Prima di provare a dormire, vi voglio raccontare due storie, che aiutano a capire meglio anche quella di cui parla questo post. La prima la sapevo da tanto, la seconda mi è stata raccontata qualche settimana fa da mia moglie, mentre parlavamo delle reazioni delle famiglie a questa cosa.
1. La sorella di mia moglie ha avuto una relazione parallela con un collega, per due anni. Al tempo conviveva, senza casa o interessi in comune, con il suo attuale compagno e mentre lei era a fare una corsa, il nuovo tablet si è sincronizzato e tutte le chat sono state lette dal tradito. Lui l'ha mandata inizialmente fuori casa, ma dopo un certo tempo (6/12 mesi) sono tornati insieme, dopo qualche anno hanno comprato casa insieme e adesso hanno un bambino piccolo, to be continued....

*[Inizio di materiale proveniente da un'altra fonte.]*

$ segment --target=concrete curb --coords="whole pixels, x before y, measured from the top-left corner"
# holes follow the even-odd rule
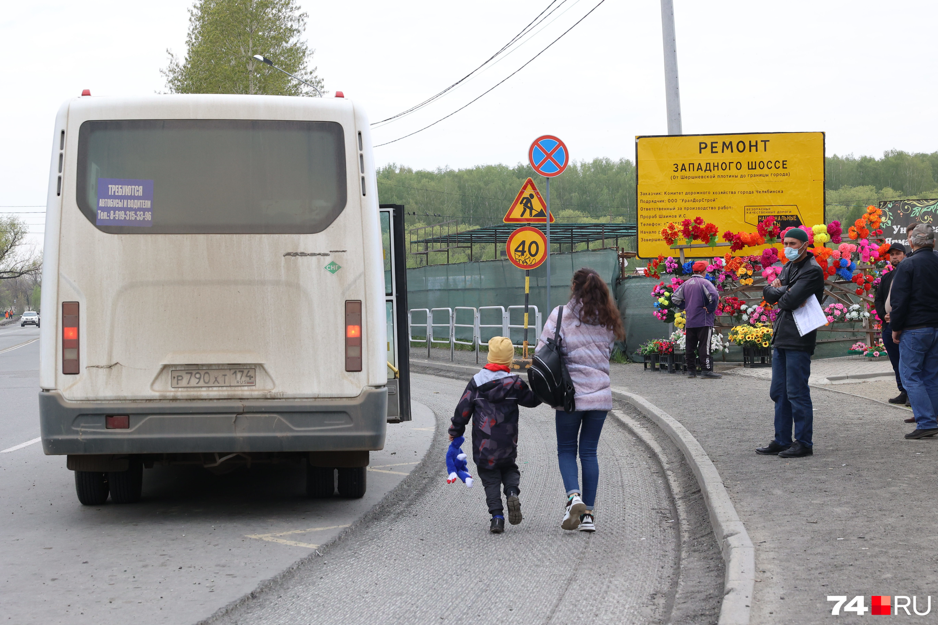
[[[719,543],[726,563],[723,604],[719,625],[749,625],[755,587],[755,547],[736,509],[730,499],[723,480],[710,457],[697,439],[670,414],[634,393],[613,389],[613,397],[628,402],[655,422],[684,454],[697,478],[701,493],[710,512],[710,525]]]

2. La madre, quando la prima figlia aveva 1 anno, è tornata a casa incinta di un amico. Il marito l'ha perdonata (recentemente ha detto che è stato facile, ma si parla di 40+ anni fa, mi viene il dubbio non ricordi bene), ha abortito e hanno vissuto insieme per diversi anni con credo tante scorie ed episodi del genere. Poi dopo che il marito aveva una relazione parallela di anni si sono separati (circa 10+ anni dopo il fatto originale), divorziati e andati a vivere in città diverse. Pur mantenendo rapporti più o meno cordiali in famiglia, hanno sempre bisticciato soprattutto su ripicche economiche piuttosto becere fino ai giorni nostri dove ancora spesso bisticciano.
Ecco io credo che finora mia moglie sia sempre stata la più responsabile e credeva davvero nel nostro progetto, non era una farfallona ecco. Ma in questo momento di confusione / ribellione che ha avuto, queste esperienze passate (sapute e non sapute) hanno giocato un ruolo.
Non è una giustificazione, ma siamo qui per capire e condividere esperienze, così ho voluto aggiungere anche questo al dibattito.